Today’s parents face new challenges with ‘covert’ alcohol and drug use


WARREN

It’s hard for parents today to know the best way to guide their children through the years of teen and young-adult alcohol and drug experimentation because so much has changed since today’s parents were teens.

Thirty years ago, a policy change mandated by Congress approving the National Minimum Legal Drinking Act forced the states to change their legal drinking age to 21.

Ohio raised the drinking age from 18 to 19 in 1984 and to 21 in 1987, which is similar to what happened across the country.

That changed the venue for drinking and reduced the number of alcohol-related crashes and deaths, experts say, but it didn’t stop drinking. It moved it to other locations, like homes, cars and outdoor locations, according to young adults interviewed for this story.

Michael Albanese, who retired two years ago from the Warren Police Department after 40 years as a patrolman and sergeant, said not only did the drinking law shut down numerous bars, but the movement led by Mothers Against Drunk Driving also changed the way people viewed drunken driving.

He spent much of his time in the 1970s working midnight turn, answering one call after another for intoxication-related problems.
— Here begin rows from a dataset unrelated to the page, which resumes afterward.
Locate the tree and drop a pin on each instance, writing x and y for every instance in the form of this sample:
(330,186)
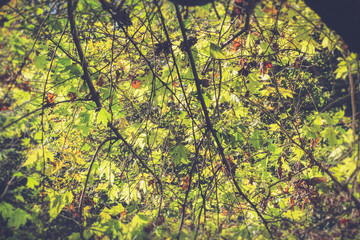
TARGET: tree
(145,119)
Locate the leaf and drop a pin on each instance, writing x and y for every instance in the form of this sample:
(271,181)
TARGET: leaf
(18,218)
(135,83)
(216,52)
(180,154)
(40,61)
(103,117)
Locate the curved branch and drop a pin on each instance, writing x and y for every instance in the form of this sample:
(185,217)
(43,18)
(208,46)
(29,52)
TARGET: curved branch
(209,124)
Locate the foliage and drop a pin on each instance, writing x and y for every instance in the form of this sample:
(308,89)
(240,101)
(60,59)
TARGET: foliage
(146,120)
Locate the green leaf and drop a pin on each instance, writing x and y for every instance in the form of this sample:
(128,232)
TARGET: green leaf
(103,117)
(216,52)
(18,218)
(40,61)
(180,154)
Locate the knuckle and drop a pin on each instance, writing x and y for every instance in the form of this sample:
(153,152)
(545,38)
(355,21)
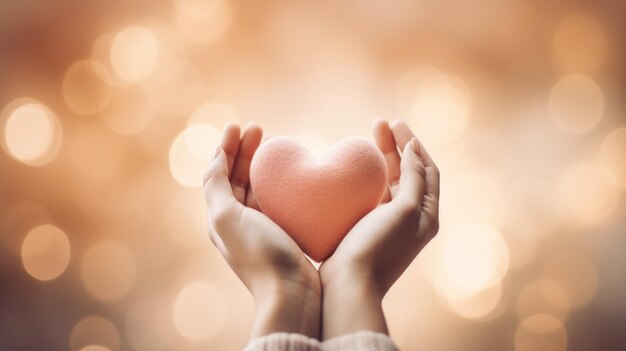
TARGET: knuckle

They would come at midnight, at 2:30 when bars were closing, at 4 a.m. when people were eating at an all-night restaurant and at 5 a.m. when they got home to a disapproving spouse.

Today the drunken driving law makes it illegal to drive with a blood-alcohol level of 0.08. It used to be 0.19, and the tools for detecting drunkenness were less scientific in the 1970s — no “horizontal gaze” field test, for example — so fewer drunken driving citations were written, Albanese said.

But in more recent years, Albanese said he began to notice that alcohol use among young people he came in contact with had dropped in favor of drugs.

“There’s a lot of people — including adults — riding around in cars or over at friends houses” doing drugs, he said.

According to a 2009 study led by Dr. Karen Norberg, Department of Psychiatry, Washington University School of Medicine, the higher drinking age dramatically reduced the amount of alcohol abuse in American life. It also, in fact, reduced the number of people reporting drug addictions, it said.

The results of the study were presented with a focus on adults now 44 years of age and older, the ones who were exposed to legal alcohol at a young age.